Elisa banned access to the website after receiving an enforcement order related to a court ruling in October, the Helsinki-based company said in an e-mailed statement yesterday. The Helsinki District Court ruled against Elisa based on a complaint by the local branch of the International Federation of the Phonographic Industry, Elisa said. The company has appealed the decision.
The Swedish-founded Pirate Bay site enables downloading of digitized music and films using software called BitTorrent which enables complete works to be assembled from pieces on other users’ computers.

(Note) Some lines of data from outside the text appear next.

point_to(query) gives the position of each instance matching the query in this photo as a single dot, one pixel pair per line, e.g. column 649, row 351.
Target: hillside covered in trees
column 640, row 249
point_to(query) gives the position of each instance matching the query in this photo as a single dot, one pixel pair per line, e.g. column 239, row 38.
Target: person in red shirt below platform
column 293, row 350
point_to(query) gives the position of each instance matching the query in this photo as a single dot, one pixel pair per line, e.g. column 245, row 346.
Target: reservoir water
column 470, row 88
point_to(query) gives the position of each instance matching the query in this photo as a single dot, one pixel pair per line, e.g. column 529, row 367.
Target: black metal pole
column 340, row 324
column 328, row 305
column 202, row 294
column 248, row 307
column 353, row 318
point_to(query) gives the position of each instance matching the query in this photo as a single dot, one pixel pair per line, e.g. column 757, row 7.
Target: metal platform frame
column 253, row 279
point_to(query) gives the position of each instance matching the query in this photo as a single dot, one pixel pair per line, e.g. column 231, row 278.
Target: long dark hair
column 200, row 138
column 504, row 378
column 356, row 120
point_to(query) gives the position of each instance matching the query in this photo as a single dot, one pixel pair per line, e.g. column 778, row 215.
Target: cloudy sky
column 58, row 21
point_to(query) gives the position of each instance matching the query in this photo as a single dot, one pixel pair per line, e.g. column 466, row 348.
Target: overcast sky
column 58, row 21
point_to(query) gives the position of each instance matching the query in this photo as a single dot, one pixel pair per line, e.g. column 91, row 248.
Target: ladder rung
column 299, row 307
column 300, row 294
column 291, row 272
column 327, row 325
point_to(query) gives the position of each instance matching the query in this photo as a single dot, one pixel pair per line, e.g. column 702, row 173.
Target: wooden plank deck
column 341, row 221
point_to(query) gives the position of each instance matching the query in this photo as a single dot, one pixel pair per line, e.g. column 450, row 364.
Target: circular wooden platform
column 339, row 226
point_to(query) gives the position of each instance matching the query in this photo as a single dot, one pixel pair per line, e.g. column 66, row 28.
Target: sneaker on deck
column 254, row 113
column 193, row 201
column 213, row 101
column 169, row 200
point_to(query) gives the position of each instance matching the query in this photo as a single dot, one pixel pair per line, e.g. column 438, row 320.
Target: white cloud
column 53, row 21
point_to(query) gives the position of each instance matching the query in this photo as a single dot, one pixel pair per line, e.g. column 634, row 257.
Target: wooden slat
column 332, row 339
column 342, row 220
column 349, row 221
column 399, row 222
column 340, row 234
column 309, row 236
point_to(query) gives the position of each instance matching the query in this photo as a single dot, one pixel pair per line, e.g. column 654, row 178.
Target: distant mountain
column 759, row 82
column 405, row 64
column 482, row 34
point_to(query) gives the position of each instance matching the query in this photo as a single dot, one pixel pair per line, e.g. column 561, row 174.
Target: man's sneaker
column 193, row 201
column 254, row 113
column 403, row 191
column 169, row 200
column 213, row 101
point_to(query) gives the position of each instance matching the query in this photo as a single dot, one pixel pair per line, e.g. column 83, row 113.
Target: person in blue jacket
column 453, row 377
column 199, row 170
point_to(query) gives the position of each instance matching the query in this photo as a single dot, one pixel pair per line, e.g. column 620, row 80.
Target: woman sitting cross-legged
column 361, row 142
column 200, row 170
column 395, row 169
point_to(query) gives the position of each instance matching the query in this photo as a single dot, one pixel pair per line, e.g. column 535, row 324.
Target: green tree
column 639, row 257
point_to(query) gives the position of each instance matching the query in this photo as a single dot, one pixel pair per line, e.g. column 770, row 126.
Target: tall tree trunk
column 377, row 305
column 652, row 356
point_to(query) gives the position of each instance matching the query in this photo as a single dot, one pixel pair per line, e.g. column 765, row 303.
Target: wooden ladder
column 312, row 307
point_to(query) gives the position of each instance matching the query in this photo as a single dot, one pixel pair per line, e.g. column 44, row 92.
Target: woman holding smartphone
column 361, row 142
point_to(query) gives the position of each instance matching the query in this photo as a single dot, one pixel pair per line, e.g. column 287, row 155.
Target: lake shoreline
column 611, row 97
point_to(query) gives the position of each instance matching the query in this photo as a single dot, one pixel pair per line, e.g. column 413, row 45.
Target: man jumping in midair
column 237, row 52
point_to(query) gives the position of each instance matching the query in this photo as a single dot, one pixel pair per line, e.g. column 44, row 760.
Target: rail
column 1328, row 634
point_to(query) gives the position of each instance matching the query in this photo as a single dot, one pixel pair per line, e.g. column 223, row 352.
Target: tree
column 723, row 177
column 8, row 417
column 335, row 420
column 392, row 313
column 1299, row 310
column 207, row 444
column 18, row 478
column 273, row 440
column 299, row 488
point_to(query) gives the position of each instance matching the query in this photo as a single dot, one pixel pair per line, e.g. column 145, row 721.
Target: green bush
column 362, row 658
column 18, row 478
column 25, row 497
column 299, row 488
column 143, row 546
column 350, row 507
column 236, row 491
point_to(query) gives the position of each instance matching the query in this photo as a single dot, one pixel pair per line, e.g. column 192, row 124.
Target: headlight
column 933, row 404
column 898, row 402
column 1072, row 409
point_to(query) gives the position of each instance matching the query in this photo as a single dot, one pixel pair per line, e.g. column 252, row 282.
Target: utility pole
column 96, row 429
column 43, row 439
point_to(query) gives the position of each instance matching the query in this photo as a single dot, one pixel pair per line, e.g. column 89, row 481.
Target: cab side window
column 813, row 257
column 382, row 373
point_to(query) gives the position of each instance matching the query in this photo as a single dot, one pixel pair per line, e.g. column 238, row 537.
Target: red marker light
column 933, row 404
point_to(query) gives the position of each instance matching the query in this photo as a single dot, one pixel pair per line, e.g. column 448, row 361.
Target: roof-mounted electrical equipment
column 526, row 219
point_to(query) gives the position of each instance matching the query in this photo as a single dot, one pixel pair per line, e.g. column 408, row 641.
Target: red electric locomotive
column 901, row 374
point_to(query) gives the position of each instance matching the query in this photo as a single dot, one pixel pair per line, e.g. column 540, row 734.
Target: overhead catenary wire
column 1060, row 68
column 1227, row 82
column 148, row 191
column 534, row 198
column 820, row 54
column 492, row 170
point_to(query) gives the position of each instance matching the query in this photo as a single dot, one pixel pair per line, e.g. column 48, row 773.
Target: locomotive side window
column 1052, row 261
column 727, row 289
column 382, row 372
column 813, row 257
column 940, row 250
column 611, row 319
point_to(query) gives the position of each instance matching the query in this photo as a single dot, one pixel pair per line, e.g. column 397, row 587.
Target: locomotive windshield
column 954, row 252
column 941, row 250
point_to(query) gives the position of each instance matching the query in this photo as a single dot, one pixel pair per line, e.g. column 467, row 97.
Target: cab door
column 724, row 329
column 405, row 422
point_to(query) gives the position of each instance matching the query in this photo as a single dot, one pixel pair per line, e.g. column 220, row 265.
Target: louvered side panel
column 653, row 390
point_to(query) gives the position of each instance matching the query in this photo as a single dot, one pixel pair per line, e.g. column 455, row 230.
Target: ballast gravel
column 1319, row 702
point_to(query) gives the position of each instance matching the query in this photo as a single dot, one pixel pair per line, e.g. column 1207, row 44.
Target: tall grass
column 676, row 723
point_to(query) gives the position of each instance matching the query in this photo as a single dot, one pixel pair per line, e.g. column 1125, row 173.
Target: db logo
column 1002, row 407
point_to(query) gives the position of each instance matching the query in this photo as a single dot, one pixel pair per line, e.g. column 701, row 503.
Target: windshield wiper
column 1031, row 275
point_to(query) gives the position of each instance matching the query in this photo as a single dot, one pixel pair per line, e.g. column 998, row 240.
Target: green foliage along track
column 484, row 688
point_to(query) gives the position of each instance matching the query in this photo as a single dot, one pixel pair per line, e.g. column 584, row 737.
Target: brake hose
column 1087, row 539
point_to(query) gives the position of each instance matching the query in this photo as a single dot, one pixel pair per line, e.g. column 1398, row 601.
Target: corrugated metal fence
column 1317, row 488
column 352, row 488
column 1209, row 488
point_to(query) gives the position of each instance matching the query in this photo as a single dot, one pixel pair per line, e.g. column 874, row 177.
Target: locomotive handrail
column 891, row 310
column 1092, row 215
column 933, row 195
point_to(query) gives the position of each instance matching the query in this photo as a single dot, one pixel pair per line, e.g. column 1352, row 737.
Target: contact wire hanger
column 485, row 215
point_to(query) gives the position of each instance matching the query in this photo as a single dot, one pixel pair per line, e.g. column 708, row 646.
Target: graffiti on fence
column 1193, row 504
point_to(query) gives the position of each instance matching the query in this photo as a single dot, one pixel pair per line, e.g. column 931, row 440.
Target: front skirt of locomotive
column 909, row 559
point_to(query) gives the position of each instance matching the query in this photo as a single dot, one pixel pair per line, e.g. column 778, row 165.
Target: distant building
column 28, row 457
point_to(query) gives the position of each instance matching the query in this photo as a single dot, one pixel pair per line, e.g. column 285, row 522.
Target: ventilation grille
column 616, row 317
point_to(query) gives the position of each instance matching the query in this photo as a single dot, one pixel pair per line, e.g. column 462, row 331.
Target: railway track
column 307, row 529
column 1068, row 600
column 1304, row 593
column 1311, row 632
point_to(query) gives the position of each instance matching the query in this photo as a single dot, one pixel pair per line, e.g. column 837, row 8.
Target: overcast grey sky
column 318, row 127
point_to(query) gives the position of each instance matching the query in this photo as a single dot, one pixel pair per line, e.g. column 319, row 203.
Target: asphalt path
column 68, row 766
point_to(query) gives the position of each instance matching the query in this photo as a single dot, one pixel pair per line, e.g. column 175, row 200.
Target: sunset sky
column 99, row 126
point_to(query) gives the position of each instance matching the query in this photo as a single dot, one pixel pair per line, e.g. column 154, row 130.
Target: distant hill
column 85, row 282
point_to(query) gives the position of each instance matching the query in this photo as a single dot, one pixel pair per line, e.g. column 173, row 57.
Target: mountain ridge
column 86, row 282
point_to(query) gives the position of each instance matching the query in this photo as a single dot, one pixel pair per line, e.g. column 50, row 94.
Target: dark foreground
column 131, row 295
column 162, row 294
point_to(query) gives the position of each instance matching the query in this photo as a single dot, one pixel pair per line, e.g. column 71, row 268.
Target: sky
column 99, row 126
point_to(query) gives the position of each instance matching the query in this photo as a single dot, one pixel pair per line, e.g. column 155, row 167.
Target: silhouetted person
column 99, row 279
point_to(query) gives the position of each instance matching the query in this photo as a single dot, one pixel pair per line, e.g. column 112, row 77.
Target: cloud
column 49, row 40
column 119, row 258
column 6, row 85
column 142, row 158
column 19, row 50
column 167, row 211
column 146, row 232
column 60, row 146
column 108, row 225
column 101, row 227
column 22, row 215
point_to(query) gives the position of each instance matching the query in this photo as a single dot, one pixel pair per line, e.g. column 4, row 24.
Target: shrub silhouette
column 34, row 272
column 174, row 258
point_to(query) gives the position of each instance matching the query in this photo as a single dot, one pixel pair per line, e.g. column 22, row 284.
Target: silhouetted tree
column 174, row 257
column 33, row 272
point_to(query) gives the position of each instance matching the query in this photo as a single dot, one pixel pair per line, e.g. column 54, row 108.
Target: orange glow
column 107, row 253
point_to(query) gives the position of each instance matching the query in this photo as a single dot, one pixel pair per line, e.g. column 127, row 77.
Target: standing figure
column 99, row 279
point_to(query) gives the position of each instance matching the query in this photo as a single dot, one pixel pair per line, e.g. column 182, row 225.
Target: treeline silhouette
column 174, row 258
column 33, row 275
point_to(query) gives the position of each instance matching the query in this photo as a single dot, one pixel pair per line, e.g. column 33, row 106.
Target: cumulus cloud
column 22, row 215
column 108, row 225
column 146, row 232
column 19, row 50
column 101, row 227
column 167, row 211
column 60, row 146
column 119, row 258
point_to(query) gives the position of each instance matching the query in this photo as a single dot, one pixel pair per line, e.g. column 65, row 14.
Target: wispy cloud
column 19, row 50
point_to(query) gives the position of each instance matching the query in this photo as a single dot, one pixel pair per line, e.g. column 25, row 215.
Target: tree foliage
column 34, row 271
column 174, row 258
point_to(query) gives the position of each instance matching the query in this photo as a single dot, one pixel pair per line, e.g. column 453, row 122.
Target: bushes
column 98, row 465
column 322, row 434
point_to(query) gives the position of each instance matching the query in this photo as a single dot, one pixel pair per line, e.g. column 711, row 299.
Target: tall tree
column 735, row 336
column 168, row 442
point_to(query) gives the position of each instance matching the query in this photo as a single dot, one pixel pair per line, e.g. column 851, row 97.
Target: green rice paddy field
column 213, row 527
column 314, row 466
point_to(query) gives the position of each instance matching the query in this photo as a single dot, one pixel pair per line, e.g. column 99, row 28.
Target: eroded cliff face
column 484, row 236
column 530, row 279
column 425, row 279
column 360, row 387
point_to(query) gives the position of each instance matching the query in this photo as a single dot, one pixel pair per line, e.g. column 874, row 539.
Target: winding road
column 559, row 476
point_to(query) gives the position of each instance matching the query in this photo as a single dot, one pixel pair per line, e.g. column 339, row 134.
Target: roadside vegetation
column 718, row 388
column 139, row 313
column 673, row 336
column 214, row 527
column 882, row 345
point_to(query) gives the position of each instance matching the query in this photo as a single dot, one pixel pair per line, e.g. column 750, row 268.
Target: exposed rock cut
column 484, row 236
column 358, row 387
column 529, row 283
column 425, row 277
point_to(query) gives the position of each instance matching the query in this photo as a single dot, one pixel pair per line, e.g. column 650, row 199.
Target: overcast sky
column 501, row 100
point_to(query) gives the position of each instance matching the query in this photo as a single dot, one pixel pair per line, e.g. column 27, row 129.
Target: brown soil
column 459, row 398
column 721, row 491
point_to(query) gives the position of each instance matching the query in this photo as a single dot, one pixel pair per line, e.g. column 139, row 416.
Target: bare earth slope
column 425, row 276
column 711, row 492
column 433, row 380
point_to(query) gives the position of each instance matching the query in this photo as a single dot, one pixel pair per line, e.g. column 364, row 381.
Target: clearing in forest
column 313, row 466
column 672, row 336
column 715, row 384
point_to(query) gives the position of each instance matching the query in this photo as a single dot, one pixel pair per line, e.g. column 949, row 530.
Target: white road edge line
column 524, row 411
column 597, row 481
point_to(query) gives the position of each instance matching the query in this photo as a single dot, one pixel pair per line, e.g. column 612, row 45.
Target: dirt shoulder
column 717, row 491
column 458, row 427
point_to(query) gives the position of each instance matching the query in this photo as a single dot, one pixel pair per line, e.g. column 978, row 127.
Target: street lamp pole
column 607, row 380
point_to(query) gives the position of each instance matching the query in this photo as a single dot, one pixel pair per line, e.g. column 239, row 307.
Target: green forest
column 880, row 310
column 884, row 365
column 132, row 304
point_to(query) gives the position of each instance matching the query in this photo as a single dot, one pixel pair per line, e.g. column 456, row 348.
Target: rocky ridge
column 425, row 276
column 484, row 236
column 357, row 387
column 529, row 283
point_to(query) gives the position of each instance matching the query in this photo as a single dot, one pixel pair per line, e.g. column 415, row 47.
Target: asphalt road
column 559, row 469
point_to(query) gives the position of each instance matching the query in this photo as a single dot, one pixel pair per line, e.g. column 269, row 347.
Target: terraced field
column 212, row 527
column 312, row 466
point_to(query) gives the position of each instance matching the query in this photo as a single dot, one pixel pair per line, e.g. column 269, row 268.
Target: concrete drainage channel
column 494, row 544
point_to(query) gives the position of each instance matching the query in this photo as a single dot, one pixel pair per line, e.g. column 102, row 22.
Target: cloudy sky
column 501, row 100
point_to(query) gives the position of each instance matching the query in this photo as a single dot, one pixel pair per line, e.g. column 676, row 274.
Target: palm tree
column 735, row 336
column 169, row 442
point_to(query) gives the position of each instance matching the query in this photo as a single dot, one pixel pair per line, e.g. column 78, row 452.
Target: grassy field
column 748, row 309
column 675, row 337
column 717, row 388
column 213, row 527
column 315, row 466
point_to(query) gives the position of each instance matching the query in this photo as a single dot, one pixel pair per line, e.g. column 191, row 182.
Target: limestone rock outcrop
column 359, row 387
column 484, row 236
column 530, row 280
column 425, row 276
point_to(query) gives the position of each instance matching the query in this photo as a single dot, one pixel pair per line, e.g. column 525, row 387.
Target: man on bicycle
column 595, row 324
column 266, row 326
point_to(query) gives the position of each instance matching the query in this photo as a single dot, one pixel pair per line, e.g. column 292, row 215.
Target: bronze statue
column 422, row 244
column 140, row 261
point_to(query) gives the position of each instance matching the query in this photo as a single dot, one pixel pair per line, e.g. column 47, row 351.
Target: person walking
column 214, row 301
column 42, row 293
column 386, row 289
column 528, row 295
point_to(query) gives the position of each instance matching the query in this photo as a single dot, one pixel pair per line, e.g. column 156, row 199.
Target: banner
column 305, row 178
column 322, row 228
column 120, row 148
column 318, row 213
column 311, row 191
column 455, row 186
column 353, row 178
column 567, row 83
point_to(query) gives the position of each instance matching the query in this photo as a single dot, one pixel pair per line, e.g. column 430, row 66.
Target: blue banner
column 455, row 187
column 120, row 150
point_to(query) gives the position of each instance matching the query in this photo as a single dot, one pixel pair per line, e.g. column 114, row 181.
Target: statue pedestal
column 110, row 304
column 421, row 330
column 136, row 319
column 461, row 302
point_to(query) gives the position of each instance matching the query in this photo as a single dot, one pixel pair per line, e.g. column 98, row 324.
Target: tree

Telenor ASA, Norway’s largest operator, successfully argued in a Norwegian court in 2010 that the company shouldn’t be ordered to block the website.
“According to information received from the collection authorities, we have to implement the measures requested until the court case is completed,” Henri Korpi, Elisa’s head of consumer subscriptions business, said in the statement.
“The parties should now concentrate on measures that would really reduce piracy,” Korpi said. “That includes making digital distribution available at a reasonable price and at the same time as releases on other media.”
The block affects users of both Elisa and Saunalahti branded services in Finland and covers more than 30 Pirate Bay domains.
The IFPI and the Copyright Information and Anti-Piracy Center also filed blocking actions against TeliaSonera AB and DNA Oy in Finland on Nov. 25, said Antti Kotilainen, executive director of the anti-piracy center, which represents the IFPI in defending the copyrights of major record companies in Finland.
Decisions in those cases are expected in February or March, Kotilainen said. TeliaSonera, Elisa and DNA together account for 80 percent of broadband users in Finland, Kotilainen said.
Pirate Bay’s four founders were each sentenced to one year in prison in 2009 by a Swedish court. Three of the men had their jail sentences reduced on appeal in 2010.